# Which Olsen twin should reprise the role of Michelle in a "Full House" reunion movie?



## Goodsport (Feb 12, 2007)

Assuming that both Mary-Kate and Ashley are willing and able to reprise the role. 


-G


----------



## The Grumpy Celt (Feb 12, 2007)

Which ever of them is the evil one.


----------



## trancejeremy (Feb 12, 2007)

They should use the CGI Orville Reddenbacher from the popcorn commercial, but add a CGI wig, too.


----------



## Rl'Halsinor (Feb 12, 2007)

You should have added one more Option: I think I'm going to throw up.


----------



## Relique du Madde (Feb 12, 2007)

Add three more options...

d) Michelle died of a drug overdose or in a car wreck
e) Have either Nichole Sullivan or Mary Scheer play Michelle
7) Michele meets her doppelganger*.


* I have a feeling this might end up happening since this plot (or a simular one) has been done one other fimily sitcoms.


----------



## Rodrigo Istalindir (Feb 12, 2007)

Reminds me of my favorite, not-safe-for-work-or-ENWorld t-shirt.


----------



## Tonguez (Feb 12, 2007)

Rodrigo Istalindir said:
			
		

> Reminds me of my favorite, not-safe-for-work-or-ENWorld t-shirt.




now thats just teasing!


----------



## RyanL (Feb 12, 2007)

This is one of those trick questions, like "Have you stopped beating your wife?", right?  

Right?


----------



## Ranger REG (Feb 12, 2007)

trancejeremy said:
			
		

> They should use the CGI Orville Reddenbacher from the popcorn commercial, but add a CGI wig, too.



Ohhh! That's creepy. *shudders*


----------



## Hypersmurf (Feb 13, 2007)

Rodrigo Istalindir said:
			
		

> Reminds me of my favorite, not-safe-for-work-or-ENWorld t-shirt.




... before they were famous?

-Hyp.


----------



## Rodrigo Istalindir (Feb 13, 2007)

Hypersmurf said:
			
		

> ... before they were famous?
> 
> -Hyp.




That's the one


----------



## Agamon (Feb 13, 2007)

T-shirt Hell is a funny place.


----------



## David Howery (Feb 13, 2007)

They should both appear in the movie, but make the Full House movie something sci fi-ish with cloning.  And laser guns.


----------



## Knightfall (Feb 13, 2007)

Rl'Halsinor said:
			
		

> You should have added one more Option: I think I'm going to throw up.



*QFT.*


----------



## Vraille Darkfang (Feb 14, 2007)

You know.

I think I've already seen the Script.

It's been floating around the Internet for years.

In fact I think it invloves Both Olsen Twins, as well as most of the other female leads for that show.

It'd have to be directed by Larry Flint though.

And would have to be a direct to DVD release that you'd only be able to buy on-line and through certain _Specialty Retailers_.

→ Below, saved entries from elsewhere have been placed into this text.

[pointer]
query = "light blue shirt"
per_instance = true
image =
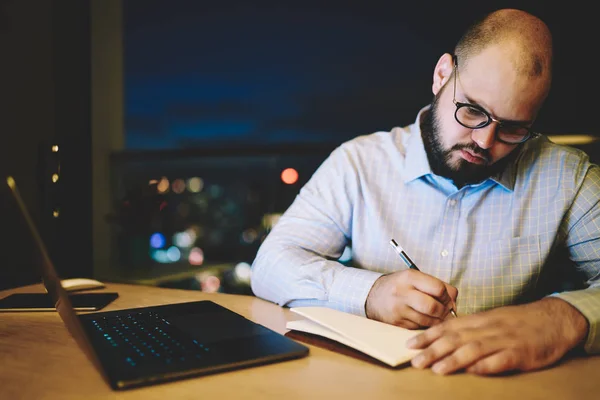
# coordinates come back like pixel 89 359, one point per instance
pixel 495 241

But I do think you could throw Orville in to hold the whole thing together.

Now.

VISUALIZE.

Now try to have a happy Valentine's Day


----------



## Tonguez (Feb 15, 2007)

Vraille Darkfang said:
			
		

> You know.
> 
> I think I've already seen the Script.
> 
> ...




heh I visualised this years ago -!!!!


----------



## Chimera (Feb 15, 2007)

Both.  At the same time.

They are treated as one individual, completely unacknowledged as being two people.


----------



## Mark CMG (Feb 15, 2007)

The Grumpy Celt said:
			
		

> Which ever of them is the evil one.





I forget.  Which one had the goatee? 


Maybe they should have a scene where someone else on the show gets hit in the head and sees two of them.


----------



## Lady Mer (Feb 16, 2007)

David Howery said:
			
		

> They should both appear in the movie, but make the Full House movie something sci fi-ish with cloning.  And laser guns.




And velociraptors! In fact, make it cloned velociraptors with laser guns.


----------



## Relique du Madde (Feb 16, 2007)

Lady Mer said:
			
		

> And velociraptors! In fact, make it cloned velociraptors with laser guns.

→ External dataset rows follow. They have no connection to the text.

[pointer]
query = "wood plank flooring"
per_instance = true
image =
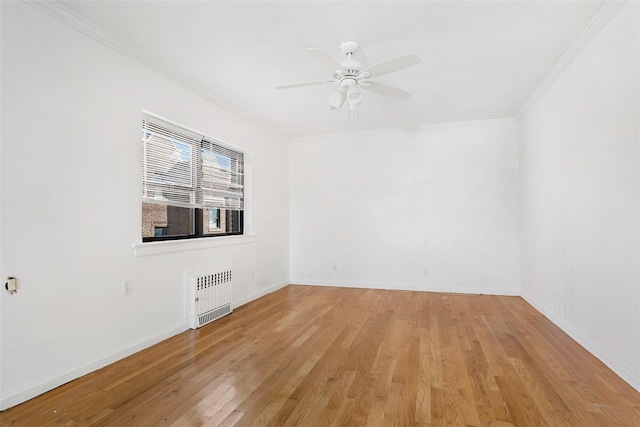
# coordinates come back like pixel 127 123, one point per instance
pixel 316 356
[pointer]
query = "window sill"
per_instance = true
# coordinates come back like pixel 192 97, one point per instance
pixel 171 246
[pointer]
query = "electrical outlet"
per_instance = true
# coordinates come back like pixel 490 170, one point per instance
pixel 127 287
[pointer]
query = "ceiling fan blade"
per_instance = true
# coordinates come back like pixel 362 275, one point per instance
pixel 325 59
pixel 391 66
pixel 317 82
pixel 385 90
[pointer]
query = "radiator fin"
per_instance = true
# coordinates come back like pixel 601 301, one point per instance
pixel 210 295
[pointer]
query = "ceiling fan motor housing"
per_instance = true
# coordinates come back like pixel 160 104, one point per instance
pixel 351 65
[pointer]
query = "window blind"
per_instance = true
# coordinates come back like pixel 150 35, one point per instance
pixel 182 168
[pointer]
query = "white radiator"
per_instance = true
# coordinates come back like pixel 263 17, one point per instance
pixel 209 293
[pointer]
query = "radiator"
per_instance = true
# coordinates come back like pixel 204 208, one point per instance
pixel 209 292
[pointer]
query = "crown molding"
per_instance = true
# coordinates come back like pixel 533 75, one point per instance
pixel 99 34
pixel 599 21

Even Better..  Cloned mutant cyborg velociraptors with laser eyes and a thirst for blood


----------



## Mark CMG (Feb 16, 2007)

Relique du Madde said:
			
		

> Even Better..  Cloned mutant cyborg velociraptors with laser eyes and a thirst for blood





. . . _twin_ blood.


----------



## Mark Chance (Feb 20, 2007)

Anyone having anything to do with a _Full House_ reunion movie should be subjected to violent reprisals.


----------